RENEGADE
MILLIONAIRE IDEA OF THE MONTH:
HEALTHY CURIOSITY
I find peoples’ absence of curiosity
shocking. As example, last month’s Gold+ call. Several
hundred Gold+ Members were on the call with our guest,
Platinum Member Chauncey Hutter Jr. This is a guy who took
a 2-room “pop ‘n son” tax prep practice and turned into a 23
office chain, selling services at 100% higher prices than
competitors, growing every year, employing up to 400
employees at a time, generating millions within a matter of
weeks each year, and able to make all that happen based on
our kind of marketing. Bill guided him through a chronology
of milestones in the development of his business. He
revealed a number of things he’s doing differently than most
business owners. And plenty of little “hints” at things were
dropped that should have aroused the curiosity of anybody
listening. Yet, when it came time for question/answer, there
were, I think, six. Reverse the situation, by the way, and
put Hutter and Glazer in the audience, they’d have both had
questions to ask. I know that for fact, from experience.
Here are just a few of the questions I’d have asked Mr.
Hutter:
How do you pick the towns you open
offices in?
How do you compete – what specifically
do you do to compete – with the big, advertised national
brand chains like H.R. Block and Jackson Hewitt?
You mentioned yours was blue collar
clientele and you use direct-mail, so how do you choose who
to mail to, what lists do you use?
You said you mystery shop your
competitors – what do you look for? What have you learned?

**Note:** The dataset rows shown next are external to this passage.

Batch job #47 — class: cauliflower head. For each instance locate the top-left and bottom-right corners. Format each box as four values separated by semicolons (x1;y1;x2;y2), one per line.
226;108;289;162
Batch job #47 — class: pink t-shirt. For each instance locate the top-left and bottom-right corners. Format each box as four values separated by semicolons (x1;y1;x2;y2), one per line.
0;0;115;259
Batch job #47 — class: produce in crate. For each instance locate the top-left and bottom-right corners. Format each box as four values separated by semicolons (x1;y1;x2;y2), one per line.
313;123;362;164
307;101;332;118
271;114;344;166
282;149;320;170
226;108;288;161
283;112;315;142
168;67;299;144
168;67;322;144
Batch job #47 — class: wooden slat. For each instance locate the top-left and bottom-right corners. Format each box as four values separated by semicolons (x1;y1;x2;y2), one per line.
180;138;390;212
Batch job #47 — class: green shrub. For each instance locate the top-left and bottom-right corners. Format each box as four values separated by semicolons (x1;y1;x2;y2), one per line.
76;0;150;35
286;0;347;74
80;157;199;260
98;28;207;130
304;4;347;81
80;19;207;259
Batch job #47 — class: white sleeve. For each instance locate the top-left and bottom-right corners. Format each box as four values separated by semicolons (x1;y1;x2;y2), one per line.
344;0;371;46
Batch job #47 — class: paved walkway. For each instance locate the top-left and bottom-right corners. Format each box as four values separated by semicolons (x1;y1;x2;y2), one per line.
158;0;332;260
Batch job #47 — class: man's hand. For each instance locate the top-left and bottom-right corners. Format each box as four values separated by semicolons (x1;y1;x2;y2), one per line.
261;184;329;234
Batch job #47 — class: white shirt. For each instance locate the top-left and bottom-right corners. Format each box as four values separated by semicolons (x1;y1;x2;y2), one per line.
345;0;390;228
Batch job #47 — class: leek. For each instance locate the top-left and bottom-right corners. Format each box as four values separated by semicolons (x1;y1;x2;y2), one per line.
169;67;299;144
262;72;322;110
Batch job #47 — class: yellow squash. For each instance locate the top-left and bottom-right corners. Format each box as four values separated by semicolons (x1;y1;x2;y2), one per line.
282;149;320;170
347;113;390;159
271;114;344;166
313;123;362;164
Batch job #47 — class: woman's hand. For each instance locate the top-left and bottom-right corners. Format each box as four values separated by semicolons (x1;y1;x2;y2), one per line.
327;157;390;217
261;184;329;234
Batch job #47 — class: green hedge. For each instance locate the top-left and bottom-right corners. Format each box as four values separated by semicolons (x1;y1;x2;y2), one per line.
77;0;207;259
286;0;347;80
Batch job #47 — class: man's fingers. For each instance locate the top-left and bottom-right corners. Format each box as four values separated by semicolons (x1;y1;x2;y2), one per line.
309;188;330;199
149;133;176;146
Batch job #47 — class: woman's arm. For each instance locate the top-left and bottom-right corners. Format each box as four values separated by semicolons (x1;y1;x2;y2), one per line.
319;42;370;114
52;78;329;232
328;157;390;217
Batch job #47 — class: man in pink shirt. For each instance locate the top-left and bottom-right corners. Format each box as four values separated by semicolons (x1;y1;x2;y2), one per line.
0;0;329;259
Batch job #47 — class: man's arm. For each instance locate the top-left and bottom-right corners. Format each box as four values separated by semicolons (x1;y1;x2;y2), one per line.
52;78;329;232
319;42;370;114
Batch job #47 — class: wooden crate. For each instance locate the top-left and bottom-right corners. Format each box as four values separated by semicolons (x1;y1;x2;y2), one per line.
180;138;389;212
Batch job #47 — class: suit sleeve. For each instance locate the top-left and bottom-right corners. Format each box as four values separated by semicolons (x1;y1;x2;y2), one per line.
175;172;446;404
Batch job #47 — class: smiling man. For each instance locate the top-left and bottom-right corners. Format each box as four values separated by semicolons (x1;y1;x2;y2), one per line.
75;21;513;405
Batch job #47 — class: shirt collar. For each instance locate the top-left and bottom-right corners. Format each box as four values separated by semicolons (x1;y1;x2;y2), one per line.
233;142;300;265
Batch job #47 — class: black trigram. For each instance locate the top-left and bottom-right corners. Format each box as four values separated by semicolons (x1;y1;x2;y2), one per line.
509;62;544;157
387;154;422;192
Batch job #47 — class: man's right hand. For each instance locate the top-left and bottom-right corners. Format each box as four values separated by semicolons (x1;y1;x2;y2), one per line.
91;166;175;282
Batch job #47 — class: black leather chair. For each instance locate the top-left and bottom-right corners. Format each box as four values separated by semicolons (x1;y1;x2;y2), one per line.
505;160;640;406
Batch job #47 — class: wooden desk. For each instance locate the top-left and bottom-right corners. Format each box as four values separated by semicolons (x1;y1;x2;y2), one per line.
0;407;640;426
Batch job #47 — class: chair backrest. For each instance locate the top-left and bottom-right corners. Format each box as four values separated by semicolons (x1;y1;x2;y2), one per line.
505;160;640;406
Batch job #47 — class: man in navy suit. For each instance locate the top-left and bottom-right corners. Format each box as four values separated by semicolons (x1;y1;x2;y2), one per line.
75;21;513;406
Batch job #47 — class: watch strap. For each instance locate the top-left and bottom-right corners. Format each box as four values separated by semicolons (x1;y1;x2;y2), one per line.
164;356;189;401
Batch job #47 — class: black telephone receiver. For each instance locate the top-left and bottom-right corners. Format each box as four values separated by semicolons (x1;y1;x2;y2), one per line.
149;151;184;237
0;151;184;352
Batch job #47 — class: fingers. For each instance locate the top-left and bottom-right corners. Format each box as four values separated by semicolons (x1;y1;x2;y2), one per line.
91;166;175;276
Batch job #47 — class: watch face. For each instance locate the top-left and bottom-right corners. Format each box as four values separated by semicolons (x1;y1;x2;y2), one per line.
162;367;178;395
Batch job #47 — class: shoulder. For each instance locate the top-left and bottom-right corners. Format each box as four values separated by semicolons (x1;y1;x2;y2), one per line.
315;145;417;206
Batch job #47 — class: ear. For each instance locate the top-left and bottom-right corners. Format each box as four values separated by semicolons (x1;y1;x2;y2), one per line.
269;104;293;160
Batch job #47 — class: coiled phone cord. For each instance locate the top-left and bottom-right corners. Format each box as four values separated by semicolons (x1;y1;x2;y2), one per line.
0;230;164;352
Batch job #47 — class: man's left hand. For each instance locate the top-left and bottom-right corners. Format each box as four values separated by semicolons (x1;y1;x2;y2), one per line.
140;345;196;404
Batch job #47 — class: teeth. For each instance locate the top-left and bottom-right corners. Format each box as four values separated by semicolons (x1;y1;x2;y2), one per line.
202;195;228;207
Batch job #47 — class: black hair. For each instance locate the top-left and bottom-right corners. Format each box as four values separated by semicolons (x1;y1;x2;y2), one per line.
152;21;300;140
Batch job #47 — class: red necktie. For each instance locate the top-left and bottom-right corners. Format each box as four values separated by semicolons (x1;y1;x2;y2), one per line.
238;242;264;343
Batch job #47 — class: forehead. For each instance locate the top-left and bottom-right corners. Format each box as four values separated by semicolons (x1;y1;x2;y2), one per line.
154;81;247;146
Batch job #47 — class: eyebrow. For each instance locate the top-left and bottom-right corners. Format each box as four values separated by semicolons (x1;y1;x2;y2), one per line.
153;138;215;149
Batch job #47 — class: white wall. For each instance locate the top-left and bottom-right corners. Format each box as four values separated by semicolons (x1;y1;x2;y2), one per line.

You run a school to get your employees
– how does that work?
You were at a 45% retention when you
dug in to fix it – what percentage do you retain year to
year now? What will be your next experiment to further
improve it?
What’s the biggest mistake you’ve made?
Knowing what you know now, if you had
one office and decided to open 20, what would you do
differently?
How do you use YOUR time? How do you
manage your time?
Well, I could go on.
I am sometimes amused by peoples’
absence of curiosity, and I deliberately drop “bait” in
conversation, just to see if they’ll respond. The day
after consulting with Gold/VIP Member Dr. Barry Lycka, I
mentioned to another doctor that Barry had over 500 people
at his annual seminar, and signed 180 up for cosmetic
procedures on the spot. I waited for the “holy cow, how’d
he do that?” question. It didn’t come. In conversations
with numerous businesspeople about Trump’s ‘Apprentice
Show’, I’ve mentioned the fact that they had 216,000
applicants for the first show. Not one person has asked me
if I knew how they created those 216,000. A few weeks ago,
a client who came to me for consulting who, in part, has
said he’d like to reduce the amount of travel and time he
invests in going to his clients, sort of grumbled that he
admired me, for being able to get people to pay and come to
Cleveland, then drive an hour out into the middle of
nowhere, to meet with me at my convenience. But he never
specifically asked me how I do that. Since he didn’t ask, I
didn’t enlighten him. You know, I invited people to submit
questions to me for my Renegade Millionaire System – only 30
or 40 out of nearly 5,000 invited bothered to do so. If that
situation was reversed, I’d ask me something.
For the record, I, and the Renegade
Millionaires that I work most closely with, are insatiably,
aggressively curious. We want to know: how did they do
that? How did they know to do that? Why did they do
that? How does that business work? What are its economics?
And on and on and on. And we rarely let an opportunity to
quiz anybody worthy of being quizzed slip by The first time
Joe Polish got me in private, on an airplane flight from
L.A. to Phoenix after I let him tag along to a Peter Lowe
event, he asked me so many questions I had to ask him to
stop. Every time I’ve ever been with Fran Tarkenton, he’s
quizzed me about businesses – speaking, seminars,
infomercials.
One of my earliest mentors told me he
couldn’t stand idle socializing or pointless conversation.
He said if he opened his mouth, it was for one of only two
purposes: to sell something or ask a probing question.
Otherwise, he’d save his breath. He also said that you
should be able to observe something, overhear something or
ask about something anywhere, even at a funeral, that would
be profitable.
Jim Rohn has always told people:
take a millionaire to dinner. Jim says most people
respond: “Pick up the check for a millionaire? Are you nuts?
I should buy him his steak? Let him pick up my check. He’s
the millionaire.” See, most people don’t get it. At all.